Synthesis, characterization, and application of a biocompatible gene delivery nanocarrier constructed from gold nanostars and a chitosan–cyclodextrin–poly(ethylene imine) graft polymer†
Abstract
Gene therapy can be an efficient method to treat genetic diseases, including cancer. However, the lack of biocompatible gene delivery systems with minimal toxicity limits the clinical success of this approach. We report the synthesis of an effective gene carrier using gold nanostars (AuNSs) in combination with chitosan (CS), β-cyclodextrin (CD), and branched-poly(ethylene imine) (bPEI) as a bionanocomposite (BNC) with minimal toxicity for gene delivery applications. We synthesized and characterized the AuNS@CS–CD–bPEI (AuNS@CCP) BNC using various analytical methods. Ultraviolet-visible spectroscopy confirmed the successful synthesis of AuNSs from Au nanoseeds. Nuclear magnetic resonance proved the conjugation of CS and CD upon its multistep synthesis. Transmission electron microscopy images confirmed the median size of AuNSs as 53 nm, which increased to 70 nm for the AuNS@CCP BNC. Energy dispersive X-ray (EDX) analysis further confirmed the presence of a polymeric layer of CS–CD–bPEI on AuNSs.

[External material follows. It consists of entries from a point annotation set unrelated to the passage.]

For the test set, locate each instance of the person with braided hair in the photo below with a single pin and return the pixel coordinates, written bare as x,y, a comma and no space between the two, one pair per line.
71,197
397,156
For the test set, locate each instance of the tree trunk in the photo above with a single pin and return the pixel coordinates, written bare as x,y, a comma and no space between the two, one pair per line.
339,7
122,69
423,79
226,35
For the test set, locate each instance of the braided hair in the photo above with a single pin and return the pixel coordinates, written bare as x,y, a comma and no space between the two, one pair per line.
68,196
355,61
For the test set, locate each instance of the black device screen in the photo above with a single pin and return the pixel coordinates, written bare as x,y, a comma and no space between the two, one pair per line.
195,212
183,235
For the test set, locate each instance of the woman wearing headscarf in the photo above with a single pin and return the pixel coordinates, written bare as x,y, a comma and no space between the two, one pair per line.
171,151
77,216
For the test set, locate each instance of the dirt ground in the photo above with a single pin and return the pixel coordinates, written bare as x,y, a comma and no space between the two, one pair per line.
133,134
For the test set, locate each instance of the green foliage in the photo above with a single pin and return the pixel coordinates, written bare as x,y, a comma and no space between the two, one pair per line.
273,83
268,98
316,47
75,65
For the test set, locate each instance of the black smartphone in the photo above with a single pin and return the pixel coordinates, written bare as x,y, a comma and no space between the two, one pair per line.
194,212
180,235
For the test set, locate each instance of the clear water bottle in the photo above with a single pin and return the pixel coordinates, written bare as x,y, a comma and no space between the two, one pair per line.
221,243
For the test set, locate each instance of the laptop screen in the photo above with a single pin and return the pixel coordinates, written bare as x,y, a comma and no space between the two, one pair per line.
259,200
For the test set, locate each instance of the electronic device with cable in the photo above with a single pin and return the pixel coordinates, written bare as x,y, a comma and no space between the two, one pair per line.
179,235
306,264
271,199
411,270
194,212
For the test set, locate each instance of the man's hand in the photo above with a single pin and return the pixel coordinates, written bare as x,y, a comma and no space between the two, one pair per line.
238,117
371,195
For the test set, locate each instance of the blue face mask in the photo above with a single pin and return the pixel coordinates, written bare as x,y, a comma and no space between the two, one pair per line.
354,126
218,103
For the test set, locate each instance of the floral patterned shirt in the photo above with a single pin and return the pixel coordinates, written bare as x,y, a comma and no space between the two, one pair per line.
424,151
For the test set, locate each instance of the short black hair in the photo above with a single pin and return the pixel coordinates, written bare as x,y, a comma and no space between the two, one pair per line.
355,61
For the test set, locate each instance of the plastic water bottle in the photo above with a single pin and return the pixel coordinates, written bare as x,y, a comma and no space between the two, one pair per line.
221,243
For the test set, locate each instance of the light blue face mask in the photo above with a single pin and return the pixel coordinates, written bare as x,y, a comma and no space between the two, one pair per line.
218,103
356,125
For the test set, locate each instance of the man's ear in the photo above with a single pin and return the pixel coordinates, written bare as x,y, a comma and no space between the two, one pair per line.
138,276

We also measured the zeta potential of AuNS@CCP using dynamic light scattering to check its ability to bind to nucleic acids, which was +28.2 mV. The applicability of the BNC in nucleic acid transfection was evaluated in various mammalian cell lines (HEK293T, LN308, MDA-MB-231, and CT-26) using firefly luciferase-zetagreen (FLuc-ZsGreen) reporter genes by optical imaging, and synthetic mRNA coding for SARS-CoV-2 spike protein by immunoblot analysis to prove the ability of the BNC to transfect both DNA and RNA. We also characterized the N/P ratio of the BNC with the nucleic acids to optimize cell transfection efficiency. The cytotoxicity study (MTT assay) of the BNC showed no significant toxicity when used at the optimal N/P ratio. Overall, we show that the synthesized BNC has a high potential for use as a gene delivery agent for in vivo applications, potentially using various delivery routes such as intranasal, intramuscular, intrathecal, and intraperitoneal in treating genetic diseases and for vaccines in infectious diseases.